I think one should try it and see - and listen (but not always follow) what the loved ones opine about it too. Sometimes what's needed is gentle, honest, external criticism to avoid the gradual hobo look.

IMO, a dude needs the total package to pull it off. Similar to its complete opposite (buzz cuts), some men have the hairline, head & face shape, non-hop goblin ears, hair quantity/thickness and even jaw line to pull off being older w/ long hair. But I would say most don't though.


----------



## SWLABR (Nov 7, 2017)

guitarman2 said:


> Yes I'm currently in that in between stage. My hair on the sides keeps falling in my face and drives me a bit batty. Sometimes I'll lather mousse on the sides so it stays back. Looks like crap though. I can't wait till its long enough to tie back.


When I was in high school I had very long hair. Sometimes when I grew the goatee I could pass for (Road Apples era) Rob Baker. But longer! Fun fact, in my last year of HS I got the honourable mention of the longest hair in school. The whole school! Girls, boys , and teachers. Thankfully the Crystal Gayle jokes didn’t catch on. Started growing at 17, got it cut just before I got married at 24. 
When I cut it in May, I went to about shoulder length. It bugged me always falling in my face. So I went a bit shorter. By the wedding at the end of July it was basically buzzed sides and back, with some length on top. That’s been the length (more or less) since. I go every 4-5 weeks for a trim. Shorter in summer, longer in winter. 
When the pandemic hit, I couldn’t get a haircut. I stated a new job in January so I was nicely trimmed. I couldn’t get it cut till August! Once a month to going 8! Mine was a bit longer than yours in this pic. It looked good. My wife was OK with it, but I couldn’t wait to get rid of it. So much work! 
You look fine, and you can pull it off. I’d say go for it. 
If it was a stringy skullet I’d gladly advise you to lose it!


----------



## marcos (Jan 13, 2009)

Chito said:


> I forgot to mention in my post that I'm 66. And I really don't give a hoot if people like it or not. Having long hair has been part of my life in a lot of different ways. It started off as a sign of defiance. But that got old after awhile. There were more other exciting things in life than being defiant. LOL Now it's just part of being who I am. My wife and I sometimes wonder why we seem to look younger than our parent and specially our grandparents at the same age as we are now. And it's really all about the lifestyle one lives.


And it looks cool buddy. Hang on to that poney tail my friend.


----------



## Verne (Dec 29, 2018)

As long as the old guy's long hair is on his head, not coming OUT of his head. Long hairs in the nostrils and ears is not a good look.............EVER !!!!


----------



## Rollin Hand (Jul 12, 2012)

I gave up on doing anything with my Scottish mop many years ago. I buzz it very short: 3 on the top, 2 on the sides, and a taper in the back. No maintenance other than washing it and drying it with a stroke of a towel. I even sleep better with my hair short. 

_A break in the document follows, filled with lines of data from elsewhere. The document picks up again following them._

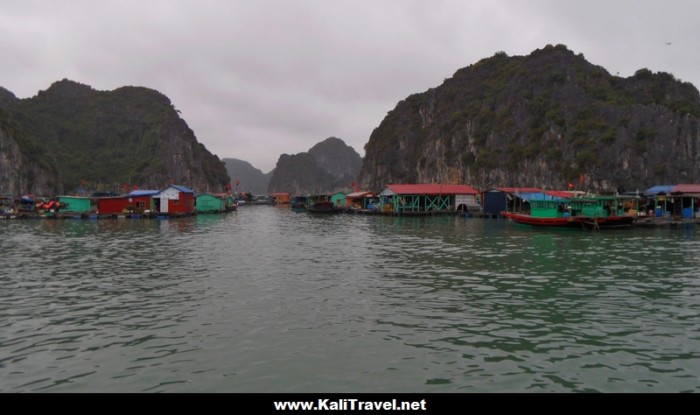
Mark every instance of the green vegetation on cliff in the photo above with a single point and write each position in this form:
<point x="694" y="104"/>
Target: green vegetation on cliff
<point x="545" y="119"/>
<point x="131" y="135"/>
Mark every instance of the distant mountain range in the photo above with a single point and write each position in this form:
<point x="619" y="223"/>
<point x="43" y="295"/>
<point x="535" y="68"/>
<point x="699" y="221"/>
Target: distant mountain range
<point x="328" y="166"/>
<point x="246" y="178"/>
<point x="72" y="136"/>
<point x="548" y="119"/>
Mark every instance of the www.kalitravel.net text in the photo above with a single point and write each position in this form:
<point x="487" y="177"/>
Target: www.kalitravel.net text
<point x="350" y="405"/>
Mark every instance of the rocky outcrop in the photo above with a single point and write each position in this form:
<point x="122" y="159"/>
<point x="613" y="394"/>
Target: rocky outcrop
<point x="328" y="166"/>
<point x="249" y="178"/>
<point x="547" y="120"/>
<point x="21" y="175"/>
<point x="108" y="140"/>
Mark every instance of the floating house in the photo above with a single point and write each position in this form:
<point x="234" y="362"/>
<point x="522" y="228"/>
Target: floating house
<point x="339" y="199"/>
<point x="518" y="199"/>
<point x="509" y="199"/>
<point x="210" y="203"/>
<point x="686" y="198"/>
<point x="281" y="198"/>
<point x="75" y="205"/>
<point x="429" y="198"/>
<point x="175" y="201"/>
<point x="361" y="200"/>
<point x="136" y="202"/>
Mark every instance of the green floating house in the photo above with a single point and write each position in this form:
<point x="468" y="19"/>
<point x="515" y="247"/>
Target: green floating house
<point x="214" y="203"/>
<point x="75" y="205"/>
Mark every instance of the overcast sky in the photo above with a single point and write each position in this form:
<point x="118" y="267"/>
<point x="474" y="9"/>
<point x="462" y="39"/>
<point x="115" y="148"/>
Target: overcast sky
<point x="258" y="78"/>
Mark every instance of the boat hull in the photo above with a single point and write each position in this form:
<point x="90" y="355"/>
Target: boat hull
<point x="572" y="222"/>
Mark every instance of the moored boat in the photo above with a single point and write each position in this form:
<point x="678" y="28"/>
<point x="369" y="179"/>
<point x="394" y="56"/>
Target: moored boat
<point x="324" y="206"/>
<point x="590" y="212"/>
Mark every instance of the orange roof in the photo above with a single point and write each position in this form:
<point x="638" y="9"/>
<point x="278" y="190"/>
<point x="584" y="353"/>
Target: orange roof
<point x="432" y="189"/>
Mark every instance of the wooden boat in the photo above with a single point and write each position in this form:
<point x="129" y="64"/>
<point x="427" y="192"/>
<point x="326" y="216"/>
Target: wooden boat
<point x="324" y="206"/>
<point x="592" y="212"/>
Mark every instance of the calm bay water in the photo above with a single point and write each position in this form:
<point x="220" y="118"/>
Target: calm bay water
<point x="269" y="300"/>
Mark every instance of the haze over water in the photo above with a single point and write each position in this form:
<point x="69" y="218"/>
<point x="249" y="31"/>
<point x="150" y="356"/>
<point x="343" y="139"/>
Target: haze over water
<point x="269" y="300"/>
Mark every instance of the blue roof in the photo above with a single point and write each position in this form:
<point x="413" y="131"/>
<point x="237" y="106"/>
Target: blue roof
<point x="144" y="192"/>
<point x="666" y="189"/>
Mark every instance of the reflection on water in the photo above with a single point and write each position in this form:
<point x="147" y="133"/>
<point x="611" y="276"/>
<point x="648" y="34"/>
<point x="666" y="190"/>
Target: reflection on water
<point x="270" y="300"/>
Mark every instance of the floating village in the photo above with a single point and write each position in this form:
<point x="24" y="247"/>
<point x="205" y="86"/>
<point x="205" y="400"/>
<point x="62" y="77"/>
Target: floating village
<point x="666" y="205"/>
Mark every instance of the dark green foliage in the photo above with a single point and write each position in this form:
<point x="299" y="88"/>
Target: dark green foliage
<point x="127" y="135"/>
<point x="551" y="110"/>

Since the pandemic started, my wife has been cutting my hair. She doesn't do as good a job as the guys at the barber shop, but she also doesn't get as offended if I try for a kiss.


----------



## laristotle (Aug 29, 2019)

Rollin Hand said:


> She doesn't do as good a job as the guys at the barber shop, but she also doesn't get as offended if I try for a kiss.


The guys at the shop must really miss that tip, eh?!


----------



## mhammer (Nov 30, 2007)

guitarman2 said:


> Yes I'm currently in that in between stage. My hair on the sides keeps falling in my face and drives me a bit batty. Sometimes I'll lather mousse on the sides so it stays back. Looks like crap though. I can't wait till its long enough to tie back.

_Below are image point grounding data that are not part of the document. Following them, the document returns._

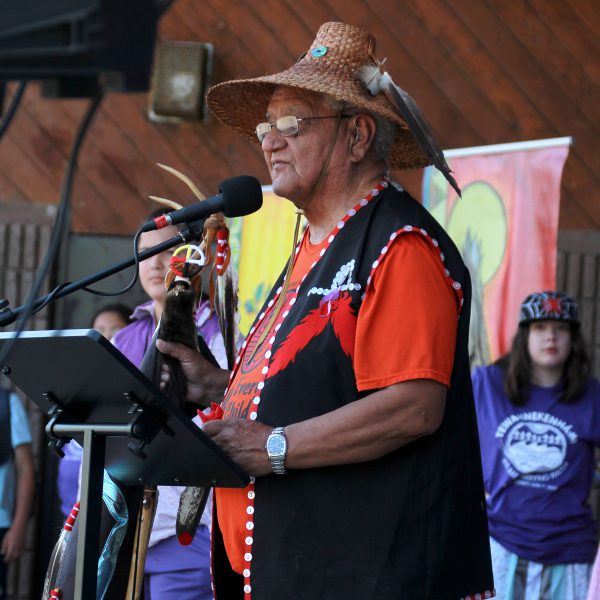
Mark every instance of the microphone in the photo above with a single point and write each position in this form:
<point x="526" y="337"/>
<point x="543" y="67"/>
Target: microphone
<point x="237" y="197"/>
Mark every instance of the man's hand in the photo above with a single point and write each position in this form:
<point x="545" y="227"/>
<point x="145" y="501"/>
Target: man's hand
<point x="206" y="383"/>
<point x="12" y="544"/>
<point x="244" y="441"/>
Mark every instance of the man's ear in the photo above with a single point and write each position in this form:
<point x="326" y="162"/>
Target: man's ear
<point x="361" y="134"/>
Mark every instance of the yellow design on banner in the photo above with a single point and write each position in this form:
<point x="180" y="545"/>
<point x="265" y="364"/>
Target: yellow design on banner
<point x="266" y="244"/>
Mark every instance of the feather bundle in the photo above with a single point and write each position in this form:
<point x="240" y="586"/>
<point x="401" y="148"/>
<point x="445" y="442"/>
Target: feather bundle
<point x="377" y="80"/>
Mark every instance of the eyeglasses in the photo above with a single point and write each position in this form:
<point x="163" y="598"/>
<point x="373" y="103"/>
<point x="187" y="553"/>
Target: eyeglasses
<point x="288" y="126"/>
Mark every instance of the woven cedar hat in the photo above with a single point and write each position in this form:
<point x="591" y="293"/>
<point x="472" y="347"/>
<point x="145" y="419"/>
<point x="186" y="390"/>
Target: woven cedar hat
<point x="329" y="67"/>
<point x="549" y="306"/>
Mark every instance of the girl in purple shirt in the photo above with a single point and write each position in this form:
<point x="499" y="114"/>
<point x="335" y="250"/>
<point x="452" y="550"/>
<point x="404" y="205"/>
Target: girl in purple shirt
<point x="538" y="411"/>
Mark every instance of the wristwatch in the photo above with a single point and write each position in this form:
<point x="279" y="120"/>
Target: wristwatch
<point x="276" y="448"/>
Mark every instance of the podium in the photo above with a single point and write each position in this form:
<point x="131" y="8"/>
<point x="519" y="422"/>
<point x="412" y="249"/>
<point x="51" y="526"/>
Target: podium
<point x="95" y="395"/>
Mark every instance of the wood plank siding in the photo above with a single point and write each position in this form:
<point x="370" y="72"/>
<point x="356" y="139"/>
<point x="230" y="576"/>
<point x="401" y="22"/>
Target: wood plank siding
<point x="483" y="72"/>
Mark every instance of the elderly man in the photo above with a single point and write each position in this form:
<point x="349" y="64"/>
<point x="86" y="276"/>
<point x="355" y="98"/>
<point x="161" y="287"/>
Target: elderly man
<point x="350" y="403"/>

I used to joke to my work colleagues that when you had to use your reading glasses like a barrette, it was probably time for a haircut.


----------



## mhammer (Nov 30, 2007)

player99 said:


> When I'm out shopping sometimes I see an older guy with long hair and he looks like an old lady.


It had to be here, eventually.


----------



## laristotle (Aug 29, 2019)

I've had long hair since I was 12. Only cut short once because of a court date.

I remember reading a strip in an old underground comic that went,
'look at that hippie. I can't tell if it's a boy or a girl. har, har'
'well, why don't you suck my dick and find out?'

Was waiting a long time for an opportunity to use that line.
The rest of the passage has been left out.